The Power of Being Present

Laura Ayo

Laura Ayo

Two weeks ago, I had the unexpected opportunity to travel to a small city in South Louisiana that I haven’t visited in nearly 16 years. The town – in the heart of sugarcane country – serves as the inspiration for the setting of the novel I’m writing. And while my main purpose for going there had nothing to do with research for my novel, I found myself noticing details about the place that will only enrich my writing.

Sugarcane fields are a central element in my story. In my younger life, I’ve driven past them frequently. I’ve walked through them a handful of times. I’ve even sucked the sweet juice out of a piece of cane freshly cut from the ground on more than one occasion. But I was young during those experiences. Back then, I didn’t pay attention to how lush and dense the foliage is when the plants are nearly ready to be harvested. I didn’t stop to watch and listen to the way the wind swept through the leaves as a storm rolled in. I didn’t notice the bits of broken oyster shells littering the compact dirt at the edge of the fields.

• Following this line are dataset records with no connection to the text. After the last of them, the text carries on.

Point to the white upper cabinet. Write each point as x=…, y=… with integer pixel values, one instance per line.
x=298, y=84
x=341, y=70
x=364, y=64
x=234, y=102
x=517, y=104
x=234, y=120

Or perhaps my memory of finer details has simply faded with time. I had forgotten how deceptively razor sharp the cane leaves are. I had forgotten that birds follow the plows to search for bugs in the churned up dirt, which I incorrectly remembered as being more brown than grey.

It’s true that I have spent a fair amount of time looking at photos of sugarcane and sugarcane fields that people have posted online and on social media as I’ve been writing my story. But being back in that small town proved better than any research I could have ever done online from 700 miles away. I was reminded of what being in a sugarcane field sounds like and what it smells like. I felt the dirt beneath my feet and the slender leaves in my hands. Those sensory details could never come from any photograph or uploaded video.

Thanks to this unforeseen visit, all of those details will find their way into the pages of my novel as I move forward in my writing. And all of those long-forgotten memories of the time I’ve spent in sugarcane country, now fresh in my mind, will find their way into the lives of my characters.